HARDWARE: Redundancy
Although hardware problems cause as little as 10 percent of downtime according to figures quoted by Marcus and Stern, some servers, storage units, firewalls, and other devices are designed to tolerate the failure of individual subsystems such as power supplies.
Tandem is one of the longest established names in fault tolerant hardware. Tandem was purchased by Compaq and is now part of Hewlett-Packard. Nicholas Lynch, HP's market development manager for industry standard systems, points to a variety of technologies that make up the company's "adaptive infrastructure" strategy.
Many subsystems are designed for hot swapping in the event of failure. Fans and power supplies are relatively easy to duplicate so that systems can keep running. In the case of RAID storage, a faulty disk can be replaced and the data automatically recreated.
A combination of hardware and software that HP calls advanced data guarding goes one step further and copes with the failure of two drives without loss of data.
Memory can also be duplicated: in low-end HP servers, one or two memory modules can be reserved to take over if the ECC (error correction code) detects a faulty chip. Midrange models feature hot-pluggable mirrored memory. Mirroring means each byte is written into two separate modules, so no data is lost in the event of a failure, and processing can continue while the failed module is replaced.
Forthcoming high-end servers will have what Lynch described as hot-pluggable RAID memory--an extra DIMM in each bank provides redundancy and continued operation when a failure occurs without having to duplicate the entire memory.
Among its features, HP's Insight Manager software provides predictive failure monitoring of processors, memory, and hard disks in HP servers. If warning is given of a critical problem, the company's pre-failure warranty means the company will provide a replacement part for hot-swapping before the failure actually happens. HP is "the only vendor that offers [pre-failure warranty] on all three components," claims Lynch.
It's all very well for hardware manufacturers to provide redundant power supplies, but unless you plug them into separate circuits, the only thing you are protected against is a PSU failure. Using separate mains circuits helps keep the device running if a fuse blows or a circuit breaker trips, or if someone isolates the wrong circuit at the switchboard.
In any case, the mains supply to the building will probably fail at some stage. The risk can be reduced by arranging power feeds from two separate substations, but if you need to keep operating in a blackout, you'll need an uninterruptible power supply and--depending on the load and anticipated outage duration--perhaps a generator set. But first, make sure the basics of reliable power are already in place.

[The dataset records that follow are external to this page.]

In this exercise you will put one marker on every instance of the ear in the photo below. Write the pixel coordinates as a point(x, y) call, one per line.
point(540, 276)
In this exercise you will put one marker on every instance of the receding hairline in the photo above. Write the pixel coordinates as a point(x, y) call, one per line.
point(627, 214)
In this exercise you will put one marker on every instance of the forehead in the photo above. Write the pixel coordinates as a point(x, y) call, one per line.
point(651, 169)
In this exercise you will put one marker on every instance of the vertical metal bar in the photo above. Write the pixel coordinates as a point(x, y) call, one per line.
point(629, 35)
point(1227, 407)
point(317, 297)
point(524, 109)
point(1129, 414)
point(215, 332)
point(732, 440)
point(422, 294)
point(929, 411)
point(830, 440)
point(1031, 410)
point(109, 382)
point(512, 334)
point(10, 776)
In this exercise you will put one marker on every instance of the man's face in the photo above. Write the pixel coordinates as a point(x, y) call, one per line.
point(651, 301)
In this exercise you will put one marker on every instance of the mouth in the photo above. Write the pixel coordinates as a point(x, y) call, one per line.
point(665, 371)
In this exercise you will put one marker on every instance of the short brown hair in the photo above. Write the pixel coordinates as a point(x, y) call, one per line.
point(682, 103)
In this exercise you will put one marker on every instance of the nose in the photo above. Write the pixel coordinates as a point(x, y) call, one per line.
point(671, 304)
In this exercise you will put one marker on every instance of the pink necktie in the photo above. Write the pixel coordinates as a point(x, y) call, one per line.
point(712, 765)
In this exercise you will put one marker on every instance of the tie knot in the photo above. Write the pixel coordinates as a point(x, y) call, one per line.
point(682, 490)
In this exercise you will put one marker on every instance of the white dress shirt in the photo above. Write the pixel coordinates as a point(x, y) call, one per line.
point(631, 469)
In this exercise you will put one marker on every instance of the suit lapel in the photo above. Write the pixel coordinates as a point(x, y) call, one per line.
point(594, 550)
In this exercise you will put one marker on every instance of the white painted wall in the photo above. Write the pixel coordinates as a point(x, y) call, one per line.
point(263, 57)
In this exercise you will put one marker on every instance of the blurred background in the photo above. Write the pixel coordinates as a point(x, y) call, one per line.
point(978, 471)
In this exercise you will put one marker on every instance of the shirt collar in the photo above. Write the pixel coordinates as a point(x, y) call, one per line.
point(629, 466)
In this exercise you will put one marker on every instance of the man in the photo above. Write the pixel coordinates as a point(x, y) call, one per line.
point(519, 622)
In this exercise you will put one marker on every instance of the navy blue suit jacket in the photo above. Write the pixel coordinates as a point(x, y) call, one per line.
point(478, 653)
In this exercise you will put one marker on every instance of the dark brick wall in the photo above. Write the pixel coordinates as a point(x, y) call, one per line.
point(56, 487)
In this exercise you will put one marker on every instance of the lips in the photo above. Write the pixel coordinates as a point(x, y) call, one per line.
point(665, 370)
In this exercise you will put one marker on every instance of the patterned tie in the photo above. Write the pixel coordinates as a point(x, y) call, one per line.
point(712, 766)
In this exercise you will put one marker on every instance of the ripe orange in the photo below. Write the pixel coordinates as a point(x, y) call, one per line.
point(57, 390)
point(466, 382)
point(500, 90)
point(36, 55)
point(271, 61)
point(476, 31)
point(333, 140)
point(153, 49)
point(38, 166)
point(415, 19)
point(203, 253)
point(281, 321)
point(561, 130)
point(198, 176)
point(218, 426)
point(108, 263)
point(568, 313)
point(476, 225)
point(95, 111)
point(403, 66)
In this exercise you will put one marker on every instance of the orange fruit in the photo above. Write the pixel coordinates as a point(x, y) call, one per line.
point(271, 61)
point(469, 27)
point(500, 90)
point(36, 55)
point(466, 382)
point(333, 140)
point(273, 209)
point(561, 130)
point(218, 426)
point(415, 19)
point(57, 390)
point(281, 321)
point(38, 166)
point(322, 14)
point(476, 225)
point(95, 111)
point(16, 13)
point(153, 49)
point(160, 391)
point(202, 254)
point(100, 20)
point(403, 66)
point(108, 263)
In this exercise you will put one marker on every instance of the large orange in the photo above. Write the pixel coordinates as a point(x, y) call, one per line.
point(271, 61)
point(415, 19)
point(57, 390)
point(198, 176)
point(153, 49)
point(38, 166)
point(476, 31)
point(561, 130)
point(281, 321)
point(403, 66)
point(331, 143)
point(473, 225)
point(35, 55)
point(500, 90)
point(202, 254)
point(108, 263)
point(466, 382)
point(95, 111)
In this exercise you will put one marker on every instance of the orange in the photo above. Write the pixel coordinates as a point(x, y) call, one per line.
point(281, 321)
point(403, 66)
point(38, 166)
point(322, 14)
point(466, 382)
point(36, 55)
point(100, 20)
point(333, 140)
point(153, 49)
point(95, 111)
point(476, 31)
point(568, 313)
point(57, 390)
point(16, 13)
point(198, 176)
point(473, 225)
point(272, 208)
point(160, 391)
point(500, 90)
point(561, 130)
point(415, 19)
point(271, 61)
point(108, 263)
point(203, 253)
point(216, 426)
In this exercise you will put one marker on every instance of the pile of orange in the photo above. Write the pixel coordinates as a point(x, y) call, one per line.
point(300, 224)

"The starting point and necessary steps are the same today as they were 15 years ago. After determining what level of uptime is required to meet the needs of the business, a full site audit is completed," says Russell Perry, national channel manager at Emerson Network Power (formerly Liebert Corporation).
"Up to 80 percent of remedial actions and costs flowing from such an audit will not be associated with either UPS or diesel generators," he asserts. Basic issues such as grounding and bonding, and the condition of wiring must be addressed first. "Unless these fundamental issues are addressed, the efficiency of any UPS or genset system will be severely compromised," Perry explains.
UPS models designed for enterprise applications--such as Emerson's Nfinity--sport features including hot-swappable redundant modules, smooth transfers between power sources, and multiple communications paths for monitoring and control.
If you do go to the extent of installing a generator, make sure you've got plenty of fuel on hand. Don't laugh--while researching this article we heard of an organisation (no names, no pack drill) that installed a fancy generator, but it wasn't until the power went off that staff realised they hadn't filled the tank.